Während der ersten drei Monate meines FSJ-P, also an meiner ersten Station, gehörten klassische Büroarbeiten zu meinem Tagesgeschäft. Hinzu kamen inhaltliche Recherchen zur Vorbereitung von Terminen oder deren Nachbereitung, das Verfassen von Berichten und Einträgen für die Homepage, Vorbereitung von Ausschuss- und Plenarsitzungen durch Zusammenstellung der benötigten Dokumente und das eigenständige Erstellen einer Jahresbilanz.
Außerdem war ich viel unterwegs: Bei vielen anstehenden Veranstaltungen, seien es Podiumsdiskussionen, Konferenzen, Interviews oder ein Kinderfest, war ich vor Ort und in verschiedenem Grad in die Organisation eingebunden. In unregelmäßigen Abständen war ich auch im externen Wahlkreisbüro, wodurch ich viel Kontakt mit den persönlichen Mitarbeiterinnen meiner Abgeordneten hatte.
In meinem Monat in der Pressestelle begleitete ich parallel die Arbeit der Pressesprecherin – das heißt, ich erledigte dieselben Aufgaben, die dann im Anschluss abgeglichen wurden. In dieser Zeit lernte ich sehr viel über die alltäglichen Abläufe innerhalb der Fraktion und die Korrespondenz mit der Öffentlichkeit nebst ihrer Importanz. Auf diese Weise erhält man umfassende Einblicke und verschiedene Perspektiven, die für das politische Geschehen von Bedeutung sind.
Bei meiner dritten Station bekam ich eine dritte Perspektive aufgezeigt: Hierbei handelt es sich um jene der Referenten, mit denen ich in diesen drei Monaten eng zusammenarbeitete.

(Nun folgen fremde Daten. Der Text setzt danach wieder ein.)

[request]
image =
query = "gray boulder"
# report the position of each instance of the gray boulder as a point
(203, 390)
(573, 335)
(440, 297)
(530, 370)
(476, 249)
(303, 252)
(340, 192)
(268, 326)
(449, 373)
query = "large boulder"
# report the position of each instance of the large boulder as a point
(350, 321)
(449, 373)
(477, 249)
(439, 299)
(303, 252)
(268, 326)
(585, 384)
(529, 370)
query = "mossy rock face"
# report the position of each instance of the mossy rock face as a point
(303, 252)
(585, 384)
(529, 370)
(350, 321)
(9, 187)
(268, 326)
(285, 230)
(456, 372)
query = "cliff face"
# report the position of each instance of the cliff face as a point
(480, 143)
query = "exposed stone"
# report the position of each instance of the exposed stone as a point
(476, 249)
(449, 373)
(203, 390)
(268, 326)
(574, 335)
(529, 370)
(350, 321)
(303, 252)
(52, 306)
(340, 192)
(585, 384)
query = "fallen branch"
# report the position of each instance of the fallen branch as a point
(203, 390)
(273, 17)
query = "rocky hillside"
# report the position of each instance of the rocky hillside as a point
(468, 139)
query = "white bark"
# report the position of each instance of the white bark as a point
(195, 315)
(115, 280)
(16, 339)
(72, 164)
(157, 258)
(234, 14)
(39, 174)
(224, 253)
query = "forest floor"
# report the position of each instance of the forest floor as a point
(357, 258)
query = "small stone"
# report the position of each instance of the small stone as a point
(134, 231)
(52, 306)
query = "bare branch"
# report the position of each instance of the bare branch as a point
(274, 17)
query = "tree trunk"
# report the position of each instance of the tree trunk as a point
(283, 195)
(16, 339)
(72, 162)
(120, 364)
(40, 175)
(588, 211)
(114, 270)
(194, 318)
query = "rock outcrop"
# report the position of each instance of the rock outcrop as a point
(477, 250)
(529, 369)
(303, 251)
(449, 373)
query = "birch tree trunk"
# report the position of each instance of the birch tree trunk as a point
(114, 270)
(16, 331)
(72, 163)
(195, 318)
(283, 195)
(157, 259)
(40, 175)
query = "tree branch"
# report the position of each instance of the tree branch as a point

Der Schwerpunkt hatte sich im Vergleich zu meiner ersten Abgeordnetenstation vom praktischen „Erleben“ hin zu parlamentarischen Abläufen verschoben. Inhaltliche Recherchen und Zuarbeiten nahmen mehr Platz ein, hinzu kam die Mitarbeit an Anträgen und Anfragen, bis hin zur eigenständigen Konzeptionierung.
Was aber allen meinen Stationen gemein war, ist die Gewährung großer persönlicher Freiheit, was die Arbeitseinteilung und -zeiten anbelangt. Zusammenfassend lässt sich festhalten, dass das Spektrum an Aufgaben in der Fraktion sehr breit gefächert ist und Rücksicht auf die persönlichen Fähigkeiten und Interessen nimmt.
Ich möchte mich von Herzen bei allen Menschen bedanken, die mich auf dem Weg durch die Irrungen und Wirrungen der Berliner Landespolitik begleitet habe.